Iterative Retrieval-Generation Synergy
The framework is engineered around alternating between two core components – Generation Augmented Retrieval (GAR) and Retrieval Augmented Generation (RAG). GAR entails expanding queries by merging pseudo-documents, produced by the model itself, with the original questions. This expansion significantly refines the accuracy of document retrieval. Conversely, RAG involves generating new documents based on the comprehension of both original questions and documents procured during retrieval. The synergy between these strategies refines the generated answers through successive iterations, allowing for complex, multi-staged reasoning to be captured within the LLM's responses.
Experimental Results
On a suite of four prominent datasets spanning single and multi-hop question answering, including Natural Questions, TriviaQA, 2WikiMultiHopQA, and HotpotQA, ITRG showcases superior performance compared to existing benchmarks.
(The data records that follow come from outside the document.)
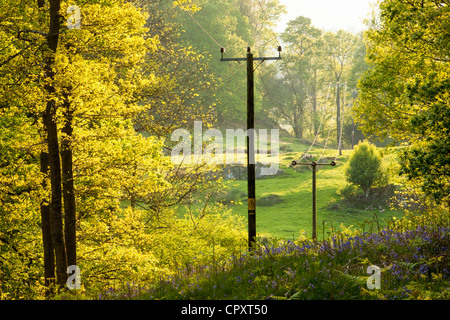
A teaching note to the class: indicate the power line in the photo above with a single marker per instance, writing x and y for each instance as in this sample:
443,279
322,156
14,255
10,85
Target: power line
199,24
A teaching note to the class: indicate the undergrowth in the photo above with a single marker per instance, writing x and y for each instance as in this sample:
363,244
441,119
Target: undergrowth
412,255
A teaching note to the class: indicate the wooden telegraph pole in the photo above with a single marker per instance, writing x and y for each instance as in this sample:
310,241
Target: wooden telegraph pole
314,198
251,138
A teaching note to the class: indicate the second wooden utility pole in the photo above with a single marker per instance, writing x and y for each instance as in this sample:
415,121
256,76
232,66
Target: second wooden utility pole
314,198
251,139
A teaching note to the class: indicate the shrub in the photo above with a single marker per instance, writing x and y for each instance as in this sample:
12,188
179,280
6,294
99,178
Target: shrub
364,168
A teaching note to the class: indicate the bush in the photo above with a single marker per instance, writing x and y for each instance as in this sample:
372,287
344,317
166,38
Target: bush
364,168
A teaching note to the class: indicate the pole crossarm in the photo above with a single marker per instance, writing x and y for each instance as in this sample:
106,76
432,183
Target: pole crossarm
296,163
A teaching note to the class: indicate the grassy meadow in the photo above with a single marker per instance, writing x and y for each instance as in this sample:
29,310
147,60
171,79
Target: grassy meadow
284,202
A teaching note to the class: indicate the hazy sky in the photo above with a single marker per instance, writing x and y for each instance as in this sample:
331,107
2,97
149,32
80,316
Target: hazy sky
328,14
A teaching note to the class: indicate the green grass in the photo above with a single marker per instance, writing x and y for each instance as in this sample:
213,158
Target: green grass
292,211
412,265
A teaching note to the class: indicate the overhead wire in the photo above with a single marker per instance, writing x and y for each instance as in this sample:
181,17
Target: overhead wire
200,25
342,125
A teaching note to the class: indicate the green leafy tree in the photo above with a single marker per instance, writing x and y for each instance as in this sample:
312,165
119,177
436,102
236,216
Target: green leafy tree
364,168
405,92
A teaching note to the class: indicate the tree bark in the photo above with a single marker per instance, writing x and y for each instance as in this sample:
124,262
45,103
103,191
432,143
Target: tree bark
68,187
49,258
338,118
53,147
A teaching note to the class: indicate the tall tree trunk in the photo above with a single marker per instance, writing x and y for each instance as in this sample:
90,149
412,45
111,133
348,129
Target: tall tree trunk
49,258
53,147
68,187
338,118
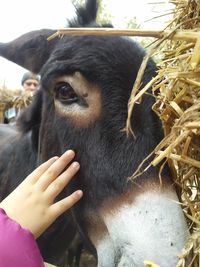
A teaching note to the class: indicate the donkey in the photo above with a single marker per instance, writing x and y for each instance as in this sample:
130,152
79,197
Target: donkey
82,105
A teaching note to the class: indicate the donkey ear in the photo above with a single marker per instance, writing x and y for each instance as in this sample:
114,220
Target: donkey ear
30,50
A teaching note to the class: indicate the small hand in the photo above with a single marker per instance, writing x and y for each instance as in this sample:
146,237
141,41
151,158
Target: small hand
32,205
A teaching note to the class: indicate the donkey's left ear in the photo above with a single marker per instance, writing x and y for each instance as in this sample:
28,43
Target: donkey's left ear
30,50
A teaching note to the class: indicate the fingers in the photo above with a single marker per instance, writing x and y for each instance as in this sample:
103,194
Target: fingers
36,174
60,182
54,170
61,206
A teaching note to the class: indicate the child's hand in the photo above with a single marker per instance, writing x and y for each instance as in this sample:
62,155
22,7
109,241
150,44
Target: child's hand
32,205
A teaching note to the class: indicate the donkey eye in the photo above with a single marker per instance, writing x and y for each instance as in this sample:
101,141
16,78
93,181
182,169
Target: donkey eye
65,93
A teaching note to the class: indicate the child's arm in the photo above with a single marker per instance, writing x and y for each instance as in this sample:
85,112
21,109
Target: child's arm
31,206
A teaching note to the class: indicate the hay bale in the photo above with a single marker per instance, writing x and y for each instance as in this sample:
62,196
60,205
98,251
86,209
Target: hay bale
177,91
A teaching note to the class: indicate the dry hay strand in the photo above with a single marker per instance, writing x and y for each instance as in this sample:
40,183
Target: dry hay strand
177,91
18,99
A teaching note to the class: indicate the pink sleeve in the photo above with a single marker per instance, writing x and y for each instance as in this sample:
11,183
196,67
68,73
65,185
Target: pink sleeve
18,247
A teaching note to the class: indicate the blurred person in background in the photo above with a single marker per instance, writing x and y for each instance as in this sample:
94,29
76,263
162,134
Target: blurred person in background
30,83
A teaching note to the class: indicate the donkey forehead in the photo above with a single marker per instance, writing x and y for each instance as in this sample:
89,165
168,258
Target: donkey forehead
97,54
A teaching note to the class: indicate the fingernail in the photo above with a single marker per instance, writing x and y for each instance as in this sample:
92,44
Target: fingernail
70,153
54,158
75,164
79,193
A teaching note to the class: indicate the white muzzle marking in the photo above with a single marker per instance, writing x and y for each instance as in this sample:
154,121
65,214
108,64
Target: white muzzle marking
151,228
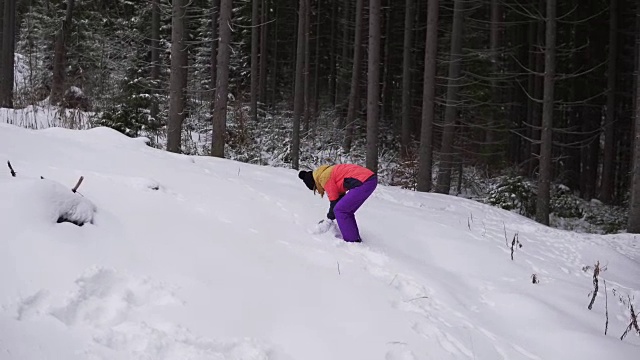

This improvement is even more pronounced in iterative settings, emphasizing the framework's iterative nature. Notably, the framework outperformed competing models in various shots (0-shot, 1-shot, 5-shot) settings, with ITRG's 'refresh' strategy demonstrating remarkable scores, especially in zero-shot settings, highlighting its adeptness at utilizing LLMs for accurate knowledge synthesis without additional fine-tuning.
Conclusion
The ITRG framework emerges as a robust method that significantly elevates the reasoning capabilities of LLMs on knowledge-intensive tasks. By harnessing parametric and non-parametric knowledge, ITRG systematically outperforms previous retrieval-augmented methods. The integration of an iterative retrieval-generation loop elegantly resolves the task of accessing and refining the relevant information needed for complex question-answering. The work aptly illustrates the promise of iterative, integrated approaches for enhancing the performance of LLMs when confronted with the need for deep, multi-faceted knowledge understanding.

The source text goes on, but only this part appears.